The Bank of America moratorium began the previous week in 23 states that require strict judicial review of all foreclosures. Arizona is one of the 27 states that don’t generally require court orders for foreclosures, but the lack of judicial review may have allowed substantially more improper foreclosures to move forward here than in most other states.

Arizona does not have judicial review of foreclosures because most home loans are guaranteed by deeds of trust, not traditional mortgages. Unlike traditional mortgages, deeds of trust do not require a court order for trustee’s sale, as the foreclosure process for them is called.

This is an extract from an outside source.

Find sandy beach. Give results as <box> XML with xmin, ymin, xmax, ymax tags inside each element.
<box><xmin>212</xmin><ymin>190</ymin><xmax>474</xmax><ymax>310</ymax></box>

Deeds of trust are a trade-off between a borrower and lender that allow lenders to foreclose quickly, without going to court, when borrowers default on their loans. In exchange, borrowers get an assurance that they won’t be held liable for the debts still owed on their homes if the bank forecloses.

A home purchased with a deed of trust can be sold in a trustee’s sale after 90 days, while a foreclosure on a traditional mortgage can take up to a year. According to real estate attorneys, Arizona began using the process decades ago to facilitate growth.

According to real estate attorneys across the Valley, more than 99 percent of home loans in Arizona are backed by deeds of trust. That means paperwork errors that might have halted foreclosures in other states may have sailed through without a hitch in Arizona.

Homeowners who believe they were improperly foreclosed upon can sue in superior court. But Arizonans must take the initiative and hire their own lawyers, unlike residents of the 23 states with judicial review,

Now that widespread problems with foreclosures at Bank of America and other institutions are coming to light, Arizona may see a flood of lawsuits as homeowners try to reverse old foreclosures or halt pending ones.

“It could overwhelm the courts with litigation,” Nearhood said. “You have the potential for thousands of people filing lawsuits.”

Policymakers are asking other institutions to follow Bank of America, GMAC and Chase’s lead. U.S. Senate Majority Leader Harry Reid urged other major lenders to halt foreclosures. Arizona Attorney General Terry Goddard sent a letter to more than 60 mortgage loan servicing companies asking that they do the same.

Goddard, the Democratic nominee for governor, threatened to file charges under Arizona’s Consumer Fraud Act against lenders who initiated foreclosures based on paperwork errors by “robo-signers.”

“I wouldn’t be surprised, in an abundance of caution, if a number of them don’t do what Bank of America has done, just to make sure that they’re not opening themselves up to additional charges,” Goddard said. “Now they’re clearly on notice, from us and from other states.”

Realtors and real estate agents contacted by the ~Arizona Capitol Times~ Oct. 8 said the foreclosure freeze could initially have a positive impact on the housing market. Taking foreclosures off the market, for example, lessens the overall housing inventory and could drive up prices for other homes.

And the decision would likely drive more business toward “short-sales” or those sales where the bank and the seller agree to sell the home for less than the principal balance owed. Short sales, many realtors agree, is better for all parties – banks, sellers and buyers – because such sales happen before the devastating and costly foreclosure process.

“In that case I think this is good because it needs to stop to see this market flat-line first, and recover second,” Reeves said.

The downside is that foreclosed homes will be sitting on the market for longer, and could encourage distressed homeowners to stay in their homes without paying – a process that could drag on for months. Eventually, these homes could flood the market again once the freeze is lifted.

“It could possibly hurt the market overall because if you have all this inventory that you are not foreclosing on and releasing it back into the market … they are going to have to do that eventually,” said Robert Luce, a West Valley real estate agent who closes about five short-sales a month.